Friday, August 03, 2007

Black Swans expecting the unexpected

A black swan is an outlier, an event that lies beyond the realm of normal expectations. Most people expect all swans to be white because that’s what their experience tells them; a black swan is by definition a surprise. Nevertheless, people tend to concoct explanations for them after the fact, which makes them appear more predictable, and less random, than they are. Our minds are designed to retain, for efficient storage, past information that fits into a compressed narrative. This distortion, called the hindsight bias, prevents us from adequately learning from the past.

Black swans occur when there are significant mismatches between the models people use to understand the world and the subsequent expectations that those models produce and observations. In other words, black swans are model errors.
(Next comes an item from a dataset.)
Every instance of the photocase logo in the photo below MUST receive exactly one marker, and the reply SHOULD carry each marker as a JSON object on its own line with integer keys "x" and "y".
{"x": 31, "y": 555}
As wired magazine in an interview explains

From Wall Street to Washington, we're constantly being told that the future can be forecast, that the world is knowable, and that risk can be measured and managed. Nassim Nicholas Taleb is having none of this. In his new book, The Black Swan, the finance guru and author of the surprise hit Fooled by Randomness argues that history is dominated not by the predictable but by the highly improbable — disruptive, unforeseeable events that Taleb calls Black Swans. The effects of wars, market crashes, and radical technological innovations are magnified precisely because they confound our expectations of the universe as an orderly place. In a world of Black Swans, the first step is understanding just how much we will never understand.
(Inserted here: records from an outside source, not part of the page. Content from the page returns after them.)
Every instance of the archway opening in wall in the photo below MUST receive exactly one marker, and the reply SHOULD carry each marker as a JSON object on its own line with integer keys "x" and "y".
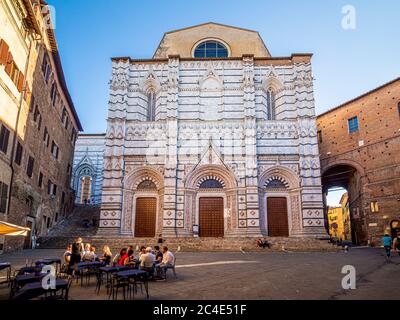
{"x": 343, "y": 204}
{"x": 278, "y": 222}
{"x": 211, "y": 217}
{"x": 145, "y": 217}
{"x": 86, "y": 189}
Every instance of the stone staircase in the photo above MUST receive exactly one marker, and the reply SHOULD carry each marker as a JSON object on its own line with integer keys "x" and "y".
{"x": 198, "y": 244}
{"x": 73, "y": 225}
Wired: If Black Swans are the crucial determining events in history, why do we think we can predict anything at all?

Taleb: After they happen, in retrospect, we think that Black Swans were predictable. We think that if we can explain why something happened in the past, we can explain what will happen in the future.

But with better models and more computational power, won't we get better at predicting Black Swans?

We know from chaos theory that even if you had a perfect model of the world, you'd need infinite precision in order to predict future events. With sociopolitical or economic phenomena, we don't have anything like that. And things are getting worse, not better, because the growing complexity of the world dwarfs any improvement in sophistication or computational power.

So what do we do? If we can't forecast the really important things, how do we act?
You need to ask, "If the Black Swan hits me, will it help me or hurt me?" You cannot figure out the probability of a Black Swan hitting. But if you're in a business that's prone to negative Black Swans, like catastrophe insurance, I advise you not to take your forecasting seriously — and to think about getting into a different business. You don't want to be a sucker. What you want are situations where you can have as much of the good uncertainty as possible, where nothing too bad can happen to you, and where you have what I call free options. All of technology, really, is about maximizing free options. It's like venture capital: Most of the money you make is from things you weren't looking for. But you find them only if you search.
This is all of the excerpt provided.